Ai fini dell’ottemperanza agli obblighi di tenuta dell’anagrafe condominiale si è posto, poi, in capo al locatore, non solo l’obbligo – già previsto – di provvedere alla registrazione del contratto nel termine perentorio di trenta giorni ma anche l’obbligo di darne documentata comunicazione nei successivi sessanta giorni, al conduttore ed all’amministratore del condominio (articolo 1 comma 59 della legge n. 208/2016 che ha modificato l’articolo 13 della legge n. 431/1998).

Le informazioni in possesso dell’amministratore possono essere eccezionalmente oggetto di richiesta da parte di terzi esterni (che ovviamente non sono i condomini), ad es. il Comune.

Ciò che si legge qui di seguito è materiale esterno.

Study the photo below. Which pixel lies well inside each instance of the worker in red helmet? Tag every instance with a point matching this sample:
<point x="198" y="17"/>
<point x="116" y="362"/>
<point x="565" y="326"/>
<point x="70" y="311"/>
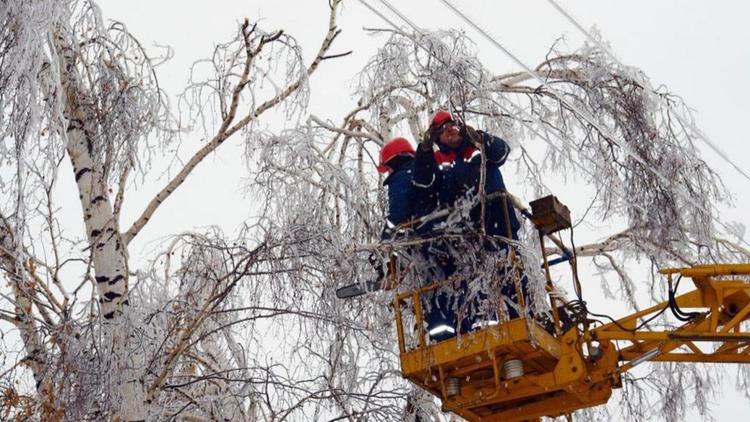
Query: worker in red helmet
<point x="396" y="160"/>
<point x="448" y="161"/>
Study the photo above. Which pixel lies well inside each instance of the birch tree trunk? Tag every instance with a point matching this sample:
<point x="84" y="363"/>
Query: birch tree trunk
<point x="108" y="254"/>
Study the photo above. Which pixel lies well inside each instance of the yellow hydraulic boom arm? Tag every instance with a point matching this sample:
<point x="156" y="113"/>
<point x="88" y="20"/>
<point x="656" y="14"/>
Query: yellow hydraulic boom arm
<point x="518" y="371"/>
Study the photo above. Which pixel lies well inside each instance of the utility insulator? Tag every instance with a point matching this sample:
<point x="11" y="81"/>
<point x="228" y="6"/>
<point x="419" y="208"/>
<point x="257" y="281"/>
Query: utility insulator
<point x="549" y="215"/>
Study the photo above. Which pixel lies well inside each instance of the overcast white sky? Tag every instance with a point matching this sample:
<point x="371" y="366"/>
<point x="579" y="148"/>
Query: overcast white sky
<point x="697" y="48"/>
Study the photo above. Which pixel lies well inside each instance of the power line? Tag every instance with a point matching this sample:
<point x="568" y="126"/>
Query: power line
<point x="604" y="48"/>
<point x="587" y="117"/>
<point x="583" y="114"/>
<point x="517" y="108"/>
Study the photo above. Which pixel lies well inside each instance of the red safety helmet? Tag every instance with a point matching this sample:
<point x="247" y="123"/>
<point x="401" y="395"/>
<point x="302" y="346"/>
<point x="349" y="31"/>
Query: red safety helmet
<point x="393" y="148"/>
<point x="440" y="117"/>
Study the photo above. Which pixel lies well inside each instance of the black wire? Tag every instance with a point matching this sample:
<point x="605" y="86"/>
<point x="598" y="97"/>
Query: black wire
<point x="582" y="303"/>
<point x="679" y="313"/>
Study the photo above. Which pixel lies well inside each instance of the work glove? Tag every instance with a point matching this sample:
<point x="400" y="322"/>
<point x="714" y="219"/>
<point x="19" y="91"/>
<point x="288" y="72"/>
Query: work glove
<point x="428" y="139"/>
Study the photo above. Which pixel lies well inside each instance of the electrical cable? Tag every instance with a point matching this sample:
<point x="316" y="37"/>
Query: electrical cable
<point x="625" y="148"/>
<point x="517" y="109"/>
<point x="578" y="307"/>
<point x="604" y="48"/>
<point x="678" y="313"/>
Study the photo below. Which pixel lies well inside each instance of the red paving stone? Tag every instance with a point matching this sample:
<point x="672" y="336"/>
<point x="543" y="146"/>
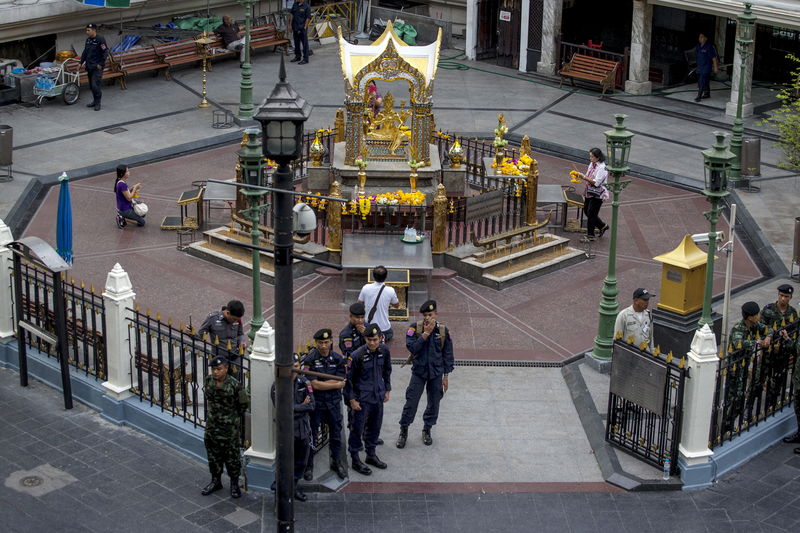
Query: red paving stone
<point x="550" y="318"/>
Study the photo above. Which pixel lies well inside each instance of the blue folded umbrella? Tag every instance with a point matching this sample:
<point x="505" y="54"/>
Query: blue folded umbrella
<point x="64" y="220"/>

Il decreto legislativo n. 23 del 2011 (Disposizioni in materia di federalismo fiscale municipale, e successive modifiche e integrazioni) articolo 3, comma 10-bis, prevede che «per assicurare il contrasto dell’evasione fiscale nel settore delle locazioni abitative e l’attuazione di quanto disposto dai commi 8 e 9 (Norme relative alla verifica dell’esistenza di contratti di locazione non registrati e relative conseguenze) sono attribuite ai comuni, in relazione ai contratti di locazione, funzioni di monitoraggio anche previo utilizzo di quanto previsto dall’articolo 1130, primo comma, numero 6, del codice civile in materia di registro di anagrafe condominiale e conseguenti annotazioni delle locazioni esistenti in ambito di edifici condominiali».

La finalità collaborativa non esclude tuttavia che sussistano dei limiti alle informazioni in possesso dell’amministratore che possano essere messe a diposizione, il quale si potrà limitare ad es. a fornire gli estremi della registrazione del contratto.

Tuttavia in caso di omessa o insufficiente informazione non è prevista alcuna sanzione.

L’obbligo di tenuta del registro è, invece, sanzionato nei rapporti interni con i condomini, ai quali è concessa la possibilità di chiedere la revoca dell’amministratore per grave inadempimento (art. 1129, dodicesimo comma, n. 6 c.c.) potendo, infatti, quest’ultimo acquisire le informazioni necessarie addebitandone il costo ai condomini che si sono resi responsabili per omessa informazione.